The protest leaders said their rallies are planned nationwide, with a focus on Khartoum.
A leader at the FDFC said AU and Ethiopian envoys pressed the protest movement to call off the rallies after the military council said it was open to resuming talks based on the joint proposal.
The FDFC refused but agreed to turn the marches away from the military headquarters and the presidential palace in Khartoum, said the leader, who demanded anonymity to discuss inside deliberations.
Lt. Gen.
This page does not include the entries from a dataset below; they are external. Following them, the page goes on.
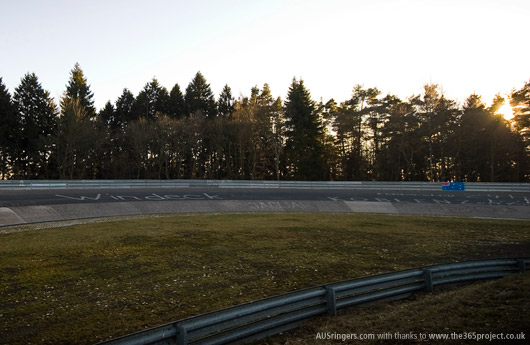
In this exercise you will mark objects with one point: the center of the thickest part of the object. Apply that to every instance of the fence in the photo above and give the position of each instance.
(259, 319)
(113, 184)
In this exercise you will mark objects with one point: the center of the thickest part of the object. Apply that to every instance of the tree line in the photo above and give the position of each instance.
(161, 134)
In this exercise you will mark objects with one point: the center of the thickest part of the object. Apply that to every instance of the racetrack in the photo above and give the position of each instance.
(34, 206)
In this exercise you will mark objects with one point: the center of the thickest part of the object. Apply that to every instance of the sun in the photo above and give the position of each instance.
(506, 111)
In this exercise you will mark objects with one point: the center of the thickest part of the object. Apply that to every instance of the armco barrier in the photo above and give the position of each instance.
(370, 185)
(259, 319)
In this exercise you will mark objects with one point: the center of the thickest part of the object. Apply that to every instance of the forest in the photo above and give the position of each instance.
(191, 134)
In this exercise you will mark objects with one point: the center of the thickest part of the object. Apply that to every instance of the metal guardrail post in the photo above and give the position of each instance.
(331, 301)
(182, 335)
(427, 276)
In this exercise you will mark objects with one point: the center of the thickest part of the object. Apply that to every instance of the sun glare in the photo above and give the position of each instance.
(506, 111)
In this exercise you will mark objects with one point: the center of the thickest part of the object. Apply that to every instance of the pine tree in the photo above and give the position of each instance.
(107, 116)
(176, 106)
(124, 109)
(226, 102)
(199, 97)
(37, 123)
(78, 89)
(520, 101)
(151, 100)
(7, 130)
(304, 147)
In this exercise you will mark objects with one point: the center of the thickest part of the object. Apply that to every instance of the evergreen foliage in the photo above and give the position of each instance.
(166, 135)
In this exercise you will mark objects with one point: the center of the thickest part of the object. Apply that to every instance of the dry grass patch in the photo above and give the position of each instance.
(86, 283)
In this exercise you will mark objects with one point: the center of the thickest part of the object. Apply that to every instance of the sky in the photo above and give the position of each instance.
(465, 46)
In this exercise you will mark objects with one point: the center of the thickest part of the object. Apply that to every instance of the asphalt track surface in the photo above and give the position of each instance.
(79, 196)
(34, 206)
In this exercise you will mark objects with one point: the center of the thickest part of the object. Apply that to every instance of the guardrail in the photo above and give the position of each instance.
(362, 185)
(259, 319)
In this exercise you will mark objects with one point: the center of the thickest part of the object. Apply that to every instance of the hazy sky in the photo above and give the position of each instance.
(397, 46)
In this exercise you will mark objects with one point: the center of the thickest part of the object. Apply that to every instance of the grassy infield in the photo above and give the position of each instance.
(87, 283)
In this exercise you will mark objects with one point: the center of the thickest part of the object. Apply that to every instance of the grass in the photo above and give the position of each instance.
(86, 283)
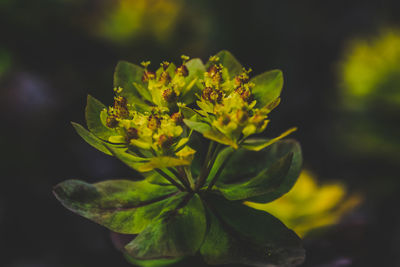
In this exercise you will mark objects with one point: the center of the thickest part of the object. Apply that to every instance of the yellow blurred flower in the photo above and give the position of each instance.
(128, 19)
(370, 70)
(309, 205)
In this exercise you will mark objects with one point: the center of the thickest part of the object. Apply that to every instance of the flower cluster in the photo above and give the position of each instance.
(160, 124)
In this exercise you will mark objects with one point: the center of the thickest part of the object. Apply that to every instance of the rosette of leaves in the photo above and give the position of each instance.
(179, 208)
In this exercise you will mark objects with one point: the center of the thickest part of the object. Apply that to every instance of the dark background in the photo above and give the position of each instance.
(52, 56)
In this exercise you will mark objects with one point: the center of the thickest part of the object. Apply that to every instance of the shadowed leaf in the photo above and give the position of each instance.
(93, 120)
(239, 234)
(251, 169)
(90, 138)
(123, 206)
(268, 87)
(178, 232)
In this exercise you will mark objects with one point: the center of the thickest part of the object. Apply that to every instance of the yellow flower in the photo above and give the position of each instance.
(309, 205)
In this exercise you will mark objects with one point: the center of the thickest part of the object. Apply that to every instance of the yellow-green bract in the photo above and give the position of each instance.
(190, 198)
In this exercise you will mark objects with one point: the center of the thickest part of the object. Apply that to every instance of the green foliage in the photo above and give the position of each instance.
(175, 213)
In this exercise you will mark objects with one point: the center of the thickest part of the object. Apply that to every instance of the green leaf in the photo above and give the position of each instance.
(129, 159)
(196, 69)
(125, 75)
(162, 162)
(178, 232)
(200, 127)
(267, 181)
(259, 144)
(222, 157)
(187, 112)
(268, 87)
(93, 120)
(152, 263)
(230, 62)
(239, 234)
(244, 166)
(122, 206)
(90, 138)
(143, 91)
(219, 137)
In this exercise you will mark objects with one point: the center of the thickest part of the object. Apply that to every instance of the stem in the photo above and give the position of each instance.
(214, 180)
(189, 176)
(170, 179)
(181, 175)
(203, 173)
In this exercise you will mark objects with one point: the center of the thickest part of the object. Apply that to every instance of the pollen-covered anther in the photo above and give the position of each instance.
(247, 96)
(154, 122)
(132, 133)
(242, 115)
(182, 70)
(169, 95)
(165, 78)
(177, 117)
(121, 106)
(224, 119)
(215, 73)
(147, 75)
(111, 121)
(120, 101)
(214, 96)
(258, 120)
(205, 94)
(165, 65)
(165, 141)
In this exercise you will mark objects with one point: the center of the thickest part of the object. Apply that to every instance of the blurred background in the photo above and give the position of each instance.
(341, 61)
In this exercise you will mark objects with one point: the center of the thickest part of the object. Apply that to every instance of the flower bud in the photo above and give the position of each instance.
(148, 75)
(242, 115)
(206, 93)
(224, 119)
(182, 70)
(121, 106)
(111, 121)
(169, 95)
(165, 141)
(216, 96)
(165, 78)
(177, 118)
(215, 73)
(132, 133)
(154, 122)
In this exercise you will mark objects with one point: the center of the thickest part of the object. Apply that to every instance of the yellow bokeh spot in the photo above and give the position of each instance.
(128, 19)
(370, 69)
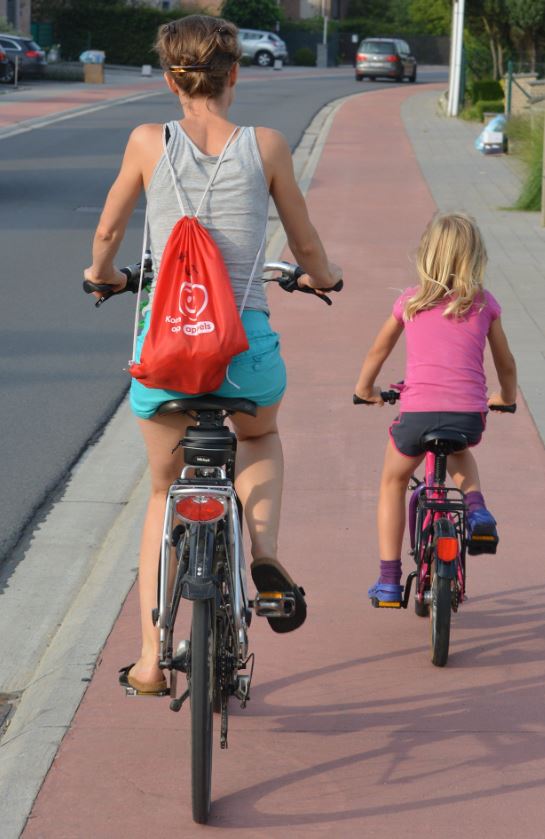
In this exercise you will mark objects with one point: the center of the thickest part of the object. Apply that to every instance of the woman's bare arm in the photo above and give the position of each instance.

Shams Eddin Kabashi, a spokesman for the military council, said the generals were ready to resume "immediate, serious and honest" negotiations to end the political stalemate with the protesters based on a joint proposal offered by the AU and Ethiopia.
The protest leaders did not announce their position from the joint proposal.
A roadmap was built on previous deals between the protesters and the generals but left the shares in an interim parliament open for negotiations, according to a copy of the proposal obtained by The Associated Press.
The AU-Ethiopia initiative tackled the disputed sovereign council, proposing a 15-members body, with eight civilian and seven military members. All the civilians would come from the FDFC, except for one independent and "neutral" appointee.
The AU-Ethiopia proposal stipulates that the military would chair the council in the first 18 months, and the FDFC the second half of the transition.
Gen. Abdel-Fattah Burhan, head of the military council, told army supporters in Khartoum's sister city of Omdurman that the council would hand over power to the Sudanese people, "who are the true owners of the revolution."
"Old parties are exploiting you. ... Sudanese are tired of words, no actions and false pledges," he said.
Burhan vowed that the military council, the FDFC and other political forces would strike a deal "as soon as possible."
A woman chanted and called for civilian rule as Burhan spoke. After he finished, dozens of people protested in the same area, chanting against the military council.
Talks collapsed when Sudanese security forces cleared a protest camp in the capital, Khartoum, earlier this month. The deadly clampdown killed at least 128 people cross the county, according to protest organizers. Authorities say the toll is at 61, including three from security forces.